Der nächste Brandherd vor unserer Haustür?
In ihrem Buch beschreiben Sie, dass es in den vergangenen Jahren regelmäßig zu Provokationen entlang der serbisch-kosovarischen Grenze gekommen ist. Gerade findet ein massiver Truppenaufmarsch serbischer Streitkräfte statt. Ist das eine neue Qualität, die zu einem weiteren Krieg in Europa führen könnte?
Wenn serbische Soldaten im Kosovo einmarschieren würden, riskierten sie einen Konflikt mit den internationalen Friedenstruppen KFOR, die von der NATO geleitet werden. Eine solche Auseinandersetzung könnte sich Serbien nicht leisten, und die NATO könnte sich nicht leisten, dem stillschweigend zuzuschauen. Es scheint mehr die Absicht Serbiens zu sein, eine Dauerkrise zu schaffen, durch die eine Grenzänderung als einfache Lösung für den Westen wieder attraktiv wird. Auch wenn ein Krieg unwahrscheinlich ist, versucht Serbien durch bewaffnete Truppen Tatsachen zu schaffen. Hinzu kommt: Außer Serbien, Bosnien und Kosovo sind alle Staaten auf dem Balkan in der NATO, so wird die Gewaltspirale zu einer europäischen Bedrohung.
Zum Tagesschau-Gespräch mit Florian Bieber
Die Außenministerin von Kosovo Donika Gërvalla-Schwarz bittet die EU um Unterstützung. Wie hat die EU bislang auf diese Bitte reagiert?
EU-Staaten, darunter Deutschland, haben einen Rückzug serbischer Truppen von der Grenze verlangt. Aber es bedarf noch mehr: Einerseits müssen die aktuellen Zwischenfälle untersucht und die Verantwortlichen identifiziert werden. Diese Aufgabe kann nicht der serbischen Regierung überlassen werden, denn diese ist nicht zuverlässig. Andererseits muss die EU eine rote Linie aufzeigen, welche Drohgebärden nicht akzeptabel sind. Zu einer Deeskalation muss auch gehören, dass Serbien rhetorisch abrüstet. Die serbischen Medien, von Vučić kontrolliert, berichten fast täglich von einem drohenden Krieg und beschuldigen Kosovo für die Gewalt verantwortlich zu sein. Diese Rhetorik verschärft die Krise.

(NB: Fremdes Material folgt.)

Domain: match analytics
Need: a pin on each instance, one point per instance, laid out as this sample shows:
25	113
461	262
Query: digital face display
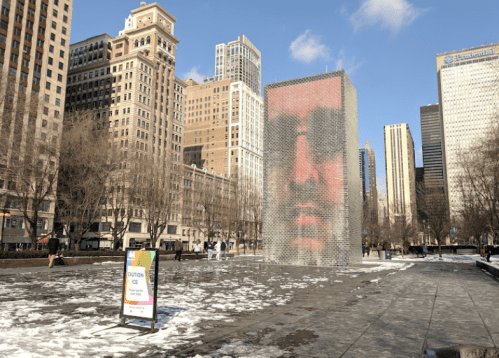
305	170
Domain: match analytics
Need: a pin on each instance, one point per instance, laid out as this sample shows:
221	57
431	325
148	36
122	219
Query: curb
486	266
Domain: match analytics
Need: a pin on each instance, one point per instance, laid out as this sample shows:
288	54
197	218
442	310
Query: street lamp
4	213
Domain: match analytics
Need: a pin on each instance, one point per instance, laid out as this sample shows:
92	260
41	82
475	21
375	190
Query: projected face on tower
305	163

Hätte die EU dazu beitragen können, die Konflikte zwischen Kosovo und Serbien zu lösen?
Ja, die EU hat es jahrelang verfehlt transparente Verhandlungen zu führen, bei denen klare Abkommen herauskommen. Die bisherigen Übereinkünfte lassen vieles unklar und ermöglichen es Serbien und Kosovo, sich aus der Verantwortung zu stehlen. Gerade beim letzten Abkommen hat sich Vučić schon am nächsten Tag herausgeredet, während die EU-Vermittler so taten, als stünde das Abkommen. So etwas geht nicht. Um eine Lösung herbeizuführen, braucht es einen klaren Zeitplan, Transparenz und vertrauensbildende Maßnahmen, die die Bevölkerung im Kosovo und in Serbien mitnehmen. Das kann der derzeitige Prozess leider nicht liefern. Außerdem hat die EU bisher zu sehr auf inländische Eliten gesetzt und sich auch von ihnen manipulieren lassen.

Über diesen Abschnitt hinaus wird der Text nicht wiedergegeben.